Dr Peter Adamu and Mustapha Jumare, Chairman and Secretary ASUU-KASU, respectively, in a statement, decried the worsening conditions of living of an average Nigerian lecturer in the face of ever-rising inflation.
According to them, the slave salaries of lecturers can no longer take them home resulting in most of them are grappling with one form of misery or the other.
The statement t read in part:
“The Union is particularly petrified that after about 13 years, the condition of service in Nigerian universities has remained stagnant without any deliberate effort from the government to review.
“Again, almost 13 months that the December 2020 FGN/ASUU Memorandum of Action (MOA) was signed, the government has partially implemented a few leaving aside the most pressing issues in the agreement.
“Worse is the forceful deployment of IPPIS that had grossly mutilated the meagre salaries of our members and placed them almost below the poverty line. The deficiencies of IPPIS and its corrupt tendencies made the union utilize the local content act to create a more sophisticated and efficient platform for the university system.

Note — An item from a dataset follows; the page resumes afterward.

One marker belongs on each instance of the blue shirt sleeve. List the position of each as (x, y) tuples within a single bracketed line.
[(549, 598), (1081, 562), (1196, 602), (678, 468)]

“As of today, all requirements as prescribed by NITDA has been fulfilled but the government is still foot-dragging on the deployment of UTAS to universities as a payment platform.
“As a matter of national emergency, Government should immediately address the pending issues in the December 2020 MOA to avert an impending strike action.”
The union also cautioned the university commission to desist from indiscriminate issuance of approval for the establishment of additional universities while the existing ones are struggling to survive due to paucity of funds.
“In another twist, the bill to amend the NUC act to stop the proliferation of universities by State government is still lying fallow at the National Assembly. It is said that at this time the government is lamenting the paucity of funds, more universities are being established to assert pressure on the limited resources.
“Nigerians should be worried that State universities, which should serve as an elixir to the provision of university education, are at the brim of total collapse.
“Most of the State universities are neck-deep in crises associated with funding, Earned Academic Allowances (EAA), domestication of the Universities (Miscellaneous Provisions) (Amendment) Act (2003, 2012), pension matters, salary payments and third-party deductions, and overall development of the state universities”, the union added.
It however urged all stakeholders – civil society organisations, students union and well-meaning Nigerians to prevail on this issue to keep Nigerian universities afloat.